Lawmakers advance plan to legalize more duplexes and quadplexes
Washington's state House passed a measure last week that would require cities — including Seattle — to allow denser housing on most lots currently zoned for single-family homes.
Why it matters: Republicans and Democrats alike are calling for solutions to address the state's housing crisis, which is causing rents and home prices to rise faster than incomes.
By the numbers: The state Department of Commerce estimates that Washington state needs to add more than 1 million housing units over the next 20 years to keep up with population growth.
What's happening: The measure passed on a bipartisan 75-21 vote and would require Seattle — plus other cities with at least 75,000 residents — to legalize quadplex housing on at least three-fourths of their residential lots.
- In most areas near major transit stops, these cities would have to allow the construction of buildings with at least six units per lot, also known as sixplexes.
- This kind of denser development is often called "missing middle" housing, because it offers an option between large multifamily apartment buildings and single-family homes.
State of play: Right now, most residential areas in Seattle are not zoned to allow quadplexes and sixplexes. They allow mainly single-family homes, although backyard cottages and mother-in-law apartments can be added in most cases.
Other cities between 25,000 and 75,000 residents would have to allow at least duplexes on most residential lots, and four or more units on most lots close to transit.

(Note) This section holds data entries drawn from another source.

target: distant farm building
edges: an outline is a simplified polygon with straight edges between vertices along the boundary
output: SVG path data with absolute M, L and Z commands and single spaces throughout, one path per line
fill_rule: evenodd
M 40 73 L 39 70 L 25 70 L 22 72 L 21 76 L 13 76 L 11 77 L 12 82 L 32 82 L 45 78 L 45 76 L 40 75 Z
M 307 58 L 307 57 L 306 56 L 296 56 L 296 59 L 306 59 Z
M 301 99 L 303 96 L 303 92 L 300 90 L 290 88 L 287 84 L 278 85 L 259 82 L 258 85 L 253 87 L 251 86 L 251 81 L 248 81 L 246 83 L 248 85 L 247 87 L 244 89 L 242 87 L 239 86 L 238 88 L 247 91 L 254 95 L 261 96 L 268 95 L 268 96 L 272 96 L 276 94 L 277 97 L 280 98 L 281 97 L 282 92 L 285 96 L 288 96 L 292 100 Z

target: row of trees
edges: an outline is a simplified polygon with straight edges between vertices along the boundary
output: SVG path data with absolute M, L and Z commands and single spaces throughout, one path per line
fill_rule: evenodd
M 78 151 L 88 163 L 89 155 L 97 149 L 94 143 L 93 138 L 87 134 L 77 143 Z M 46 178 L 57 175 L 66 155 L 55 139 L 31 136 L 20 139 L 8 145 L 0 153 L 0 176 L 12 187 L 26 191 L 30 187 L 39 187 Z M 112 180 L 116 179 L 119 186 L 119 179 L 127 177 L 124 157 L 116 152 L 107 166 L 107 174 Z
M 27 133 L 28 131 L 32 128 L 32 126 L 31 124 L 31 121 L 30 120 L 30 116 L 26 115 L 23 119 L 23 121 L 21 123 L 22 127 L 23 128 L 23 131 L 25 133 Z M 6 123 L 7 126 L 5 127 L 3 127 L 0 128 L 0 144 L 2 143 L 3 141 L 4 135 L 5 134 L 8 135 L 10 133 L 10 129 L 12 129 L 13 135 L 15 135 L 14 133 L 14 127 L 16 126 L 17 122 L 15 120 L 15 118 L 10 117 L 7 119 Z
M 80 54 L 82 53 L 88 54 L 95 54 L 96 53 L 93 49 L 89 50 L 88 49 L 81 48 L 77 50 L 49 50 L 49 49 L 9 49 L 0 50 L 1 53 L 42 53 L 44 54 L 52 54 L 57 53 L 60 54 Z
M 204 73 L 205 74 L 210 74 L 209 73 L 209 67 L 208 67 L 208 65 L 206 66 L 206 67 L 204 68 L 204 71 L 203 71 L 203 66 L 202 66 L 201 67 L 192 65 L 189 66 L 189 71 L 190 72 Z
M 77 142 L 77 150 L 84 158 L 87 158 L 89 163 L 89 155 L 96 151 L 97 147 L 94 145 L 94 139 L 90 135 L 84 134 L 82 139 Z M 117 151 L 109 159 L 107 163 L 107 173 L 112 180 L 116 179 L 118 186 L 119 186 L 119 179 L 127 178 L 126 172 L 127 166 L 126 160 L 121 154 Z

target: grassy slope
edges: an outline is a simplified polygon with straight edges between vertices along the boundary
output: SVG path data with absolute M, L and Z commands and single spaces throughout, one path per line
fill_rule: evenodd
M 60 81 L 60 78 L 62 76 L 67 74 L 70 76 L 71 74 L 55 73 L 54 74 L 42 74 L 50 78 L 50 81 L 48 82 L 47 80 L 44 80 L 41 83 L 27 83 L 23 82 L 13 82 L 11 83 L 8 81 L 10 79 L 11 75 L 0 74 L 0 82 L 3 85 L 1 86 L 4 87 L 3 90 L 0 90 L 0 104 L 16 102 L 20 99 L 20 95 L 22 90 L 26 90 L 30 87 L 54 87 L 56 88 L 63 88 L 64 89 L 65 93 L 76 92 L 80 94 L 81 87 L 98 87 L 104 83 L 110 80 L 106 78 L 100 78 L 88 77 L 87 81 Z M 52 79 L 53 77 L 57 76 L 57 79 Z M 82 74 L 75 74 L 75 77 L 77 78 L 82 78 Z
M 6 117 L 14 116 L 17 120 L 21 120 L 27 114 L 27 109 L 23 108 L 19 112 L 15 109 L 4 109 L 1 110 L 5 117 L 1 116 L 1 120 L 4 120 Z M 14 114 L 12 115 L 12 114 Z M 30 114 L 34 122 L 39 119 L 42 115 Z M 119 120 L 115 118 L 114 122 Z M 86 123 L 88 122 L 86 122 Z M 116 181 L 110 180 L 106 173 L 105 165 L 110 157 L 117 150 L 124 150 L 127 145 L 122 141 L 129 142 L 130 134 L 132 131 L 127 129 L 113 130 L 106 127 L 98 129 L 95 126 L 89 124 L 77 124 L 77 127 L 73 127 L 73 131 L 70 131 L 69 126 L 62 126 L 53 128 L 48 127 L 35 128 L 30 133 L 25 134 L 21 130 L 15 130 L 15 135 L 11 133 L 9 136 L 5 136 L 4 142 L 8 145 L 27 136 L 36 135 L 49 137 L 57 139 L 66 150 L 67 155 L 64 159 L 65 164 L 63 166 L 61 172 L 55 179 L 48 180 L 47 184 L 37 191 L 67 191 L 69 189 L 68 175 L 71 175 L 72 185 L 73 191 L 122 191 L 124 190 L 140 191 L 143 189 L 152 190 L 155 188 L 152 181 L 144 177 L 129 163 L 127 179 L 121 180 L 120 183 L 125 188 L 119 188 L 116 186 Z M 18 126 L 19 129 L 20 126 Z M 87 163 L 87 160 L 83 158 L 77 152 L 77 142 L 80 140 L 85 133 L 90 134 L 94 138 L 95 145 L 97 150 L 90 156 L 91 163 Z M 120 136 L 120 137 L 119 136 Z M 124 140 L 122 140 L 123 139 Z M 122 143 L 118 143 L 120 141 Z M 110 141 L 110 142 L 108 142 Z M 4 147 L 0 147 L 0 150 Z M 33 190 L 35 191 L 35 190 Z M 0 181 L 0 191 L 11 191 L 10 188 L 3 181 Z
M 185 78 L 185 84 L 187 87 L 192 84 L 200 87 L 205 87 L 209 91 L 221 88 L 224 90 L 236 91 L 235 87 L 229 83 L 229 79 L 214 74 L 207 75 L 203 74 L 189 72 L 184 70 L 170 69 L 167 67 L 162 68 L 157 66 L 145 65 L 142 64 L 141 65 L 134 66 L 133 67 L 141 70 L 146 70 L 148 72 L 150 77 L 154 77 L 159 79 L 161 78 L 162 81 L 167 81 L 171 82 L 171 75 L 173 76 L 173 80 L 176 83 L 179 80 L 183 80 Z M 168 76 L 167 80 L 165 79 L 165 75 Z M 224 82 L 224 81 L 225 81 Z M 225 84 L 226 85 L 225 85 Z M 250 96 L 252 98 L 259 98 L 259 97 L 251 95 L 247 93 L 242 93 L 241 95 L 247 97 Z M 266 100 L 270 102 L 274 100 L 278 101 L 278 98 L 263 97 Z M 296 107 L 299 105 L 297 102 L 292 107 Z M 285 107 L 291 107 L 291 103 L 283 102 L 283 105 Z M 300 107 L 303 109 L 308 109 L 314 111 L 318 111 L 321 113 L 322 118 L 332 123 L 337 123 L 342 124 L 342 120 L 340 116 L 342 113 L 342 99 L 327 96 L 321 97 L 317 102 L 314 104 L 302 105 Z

What they're saying: State Rep. Jessica Bateman (D-Olympia), the bill's sponsor, said the lack of available units is causing housing prices to skyrocket, putting homeownership out of reach for too many people.
Context: Last year, Seattle Mayor Bruce Harrell expressed concern that a similar upzoning proposal didn't do enough to prevent gentrification and displacement.
- In a statement to Axios last week, Harrell spokesperson Jamie Housen said the mayor remains focused on the need to "ensure that seniors, communities of color, and people with disabilities have the choice to stay in their homes."
- In a nod to those concerns, this year's bill has been amended from an earlier version. It now would let cities exclude some areas at risk of displacement from the higher density requirements.
What's next: The measure still must pass the state Senate and not be vetoed by the governor to become law. The Legislature is in session through late April.